I principali sbocchi professionali sono:


-Professionista libero o associato in studi professionali o in società di ingegneria.
-Direttore dei lavori e dei cantieri per le opere di architettura ed ingegneria, anche complesse.
-Perito estimativo per assicurazioni, banche e società di Due Diligence e Consulente Tecnico di Ufficio del Tribunale per le attività peritali in ambito giudiziario.

 

Ingegnere edile o architetto dipendente di impresa di costruzioni edili

Il ruolo assunto da questa figura professionale è di tipo prettamente tecnico-manageriale, con capacità di coordinamento e gestione di attività imprenditoriali con funzioni direttive. Per conto dell'azienda per cui lavora elabora progetti, è responsabile della loro attuazione e supervisione, dirige cantieri e redige ed applica i piani relativi alla sicurezza.

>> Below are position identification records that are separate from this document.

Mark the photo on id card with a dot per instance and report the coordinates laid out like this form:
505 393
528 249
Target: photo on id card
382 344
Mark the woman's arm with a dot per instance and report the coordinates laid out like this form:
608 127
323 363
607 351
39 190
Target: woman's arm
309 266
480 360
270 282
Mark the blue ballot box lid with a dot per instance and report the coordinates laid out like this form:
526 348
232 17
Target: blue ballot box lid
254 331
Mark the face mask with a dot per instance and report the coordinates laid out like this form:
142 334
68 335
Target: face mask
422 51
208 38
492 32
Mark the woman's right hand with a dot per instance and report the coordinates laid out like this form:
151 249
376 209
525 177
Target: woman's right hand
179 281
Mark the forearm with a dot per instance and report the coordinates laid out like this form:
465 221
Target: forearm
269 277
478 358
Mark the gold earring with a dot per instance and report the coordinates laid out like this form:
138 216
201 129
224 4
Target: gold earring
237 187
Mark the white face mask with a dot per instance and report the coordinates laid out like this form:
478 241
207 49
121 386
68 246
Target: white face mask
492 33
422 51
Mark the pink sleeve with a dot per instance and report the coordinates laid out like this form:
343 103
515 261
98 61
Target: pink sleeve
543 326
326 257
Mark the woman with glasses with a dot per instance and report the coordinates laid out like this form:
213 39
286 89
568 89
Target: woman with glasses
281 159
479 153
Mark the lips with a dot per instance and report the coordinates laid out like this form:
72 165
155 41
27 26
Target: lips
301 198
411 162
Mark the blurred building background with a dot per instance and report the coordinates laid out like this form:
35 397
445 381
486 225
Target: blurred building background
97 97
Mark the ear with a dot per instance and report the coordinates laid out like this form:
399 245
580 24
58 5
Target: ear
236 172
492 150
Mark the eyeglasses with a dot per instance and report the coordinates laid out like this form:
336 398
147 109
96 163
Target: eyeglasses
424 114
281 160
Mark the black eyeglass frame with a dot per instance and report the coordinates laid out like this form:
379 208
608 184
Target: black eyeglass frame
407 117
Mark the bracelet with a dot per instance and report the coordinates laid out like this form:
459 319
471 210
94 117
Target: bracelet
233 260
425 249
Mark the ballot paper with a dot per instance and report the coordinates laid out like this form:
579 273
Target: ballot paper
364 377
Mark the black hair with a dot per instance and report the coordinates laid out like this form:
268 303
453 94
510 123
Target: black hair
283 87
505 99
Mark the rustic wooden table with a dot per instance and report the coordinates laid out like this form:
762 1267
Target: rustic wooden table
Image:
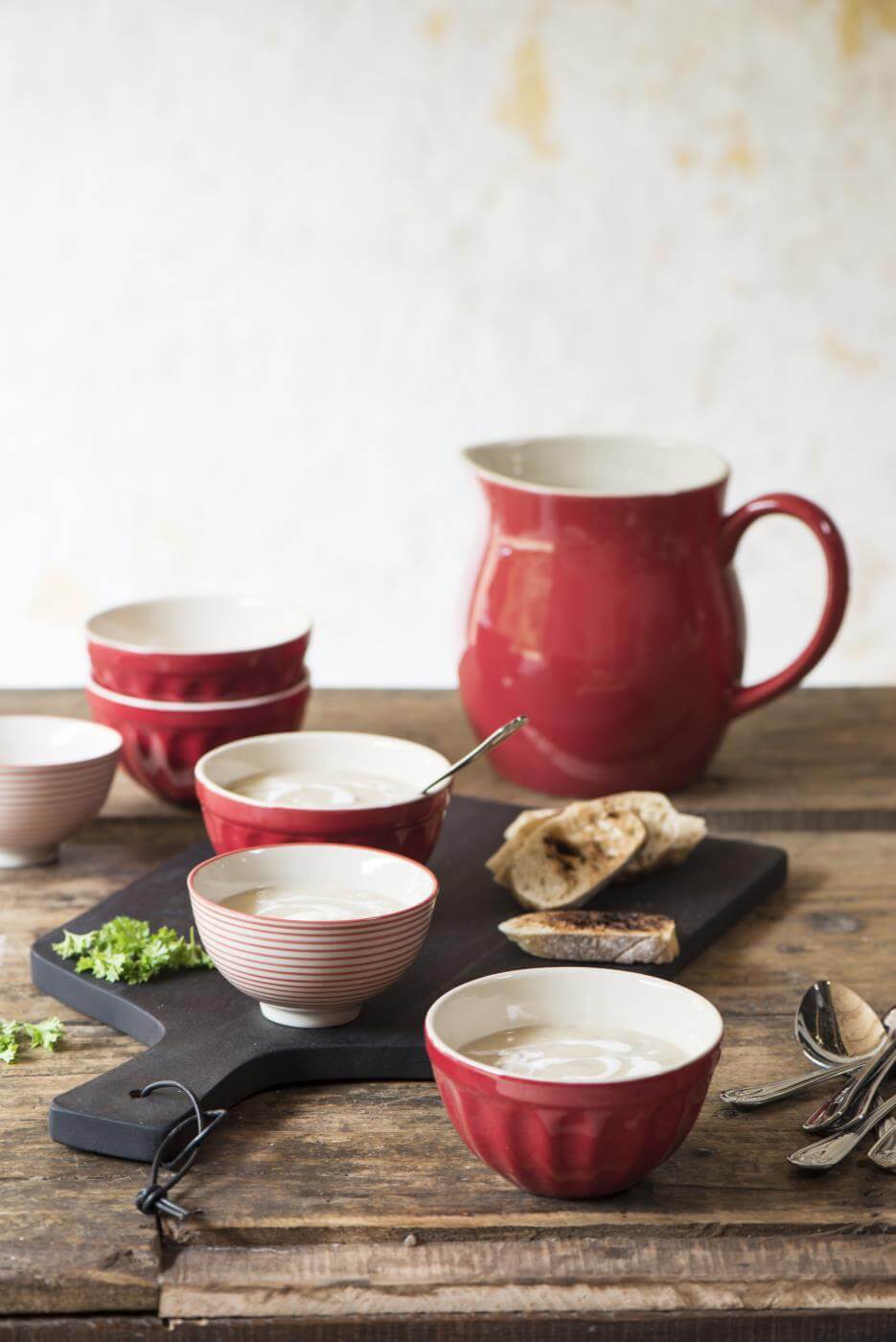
355 1211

I principali sbocchi professionali sono:

-Ruoli direttivi e dirigenziali in aziende private come responsabile di strutture tecniche o commerciali.
-Direttore dei lavori e dei cantieri per le opere di architettura ed ingegneria, anche complesse.

 

Ingegnere edile o architetto dipendente di impresa di produzione di componenti e materiali edili

Un ingegnere edile (o architetto) che lavora in queste aziende progetta e sperimenta i prodotti, organizzandone i processi produttivi e la messa in vendita (commercializzazione), e assumendosi anche la responsabilità di valutarne aspetti relativi alla qualità, alla sicurezza e all'impatto ambientale durante la produzione.

I principali sbocchi professionali sono:

Ruoli direttivi in industrie manifatturiere per la progettazione, produzione, installazione, di componenti e materiali per l'edilizia.

 

Ingegnere edile o architetto dipendente di amministrazioni ed enti pubblici

 

Nell'ambito della pubblica amministrazione, un ingegnere edile o architetto può svolgere funzioni dirigenziali negli uffici in cui è inserito, anche assumendosi responsabilità relative a progetti, realizzazioni e procedimenti amministrativi riguardanti l'edilizia, il territorio, l'ambiente (in collaborazione con altri enti e altri ingegneri). Per conto del proprio ente elabora progetti, è responsabile della loro attuazione, dirige cantieri e redige e applica piani relativi alla sicurezza.

I principali sbocchi professionali sono ruoli direttivi in enti della Pubblica amministrazione, come:
- Uffici Urbanistici e dei Lavori Pubblici;
- Soprintendenze e Direzioni regionali dei Beni Culturali e Paesaggistici;
- Enti Locali (ASL, Agenzie del Demanio, Agenzie del Territorio, Uffici Genio Civile, ...);
- Vigili del Fuoco;
- Motorizzazione Civile. 

 

Stipendio dell'Ingegnere edile

Sulla base dei dati resi disponibili da Almalaurea, riportiamo di seguito gli stipendi medi che i laureati di Ingegneria edile e Architettura e i laureati in Ingegneria dei sistemi edilizi percepiscono mensilmente, a cinque anni dal conseguimento del titolo:

Ingegneria Edile e Architettura: sulla base di un'intervista a 2.207 laureati, lo stipendio medio è risultato essere 1.456€. 

Ingegneria dei sistemi edilizi: sulla base di un'intervista a 369 laureati, lo stipendio medio è risultato essere 1.622€.